The IPTC-IIM tab also shows all the fields, but the timestamp for when the image was scanned is unrecognizable unless you know that the hexadecimal codes for the relevant timestamp fields are 0x3e and 0x3f. No "normal" person would know that, so the IPTC tab loses the point for showing the date/time scanned and ends up with a 9. 

The XMP tab shows everything, but I'd expect the similarity of the names for the "when taken" and "when scanned" fields (DateCreated and CreateDate) to sow confusion and uncertainty. I give the tab credit for neither, and it gets a 7.
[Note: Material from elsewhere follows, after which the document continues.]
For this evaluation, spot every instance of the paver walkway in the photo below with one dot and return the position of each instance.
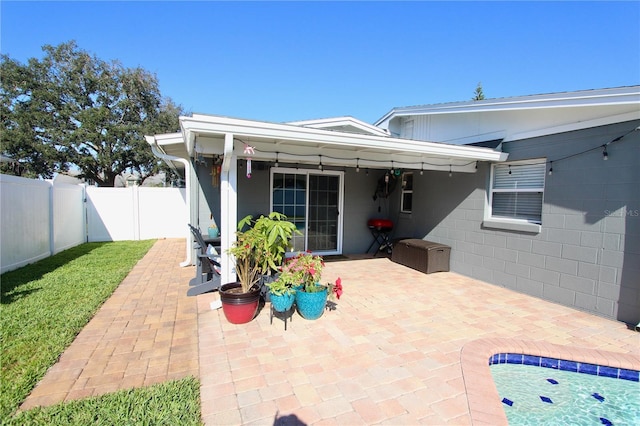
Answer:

The ExifTool tab shows the results of running the copy of ExifTool that's embedded inside XnView MP. The amount of information can be overwhelming, but everything's there. It's there three times, in fact, once each for Exif, IPTC, and XMP. Taken by itself, the ExifTool tab scores a 10, but the Exif tab remains the easier way to get the information.

Adobe Bridge (Score: 10)

Bridge is Adobe's free companion to Photoshop and Lightroom. It's designed to organize and manage photos, not to change their appearance. Using Bridge, you can view and edit metadata, but you can't change what a picture looks like. 

It's reasonable to expect people who use Bridge to have an above-average familiarity with image metadata.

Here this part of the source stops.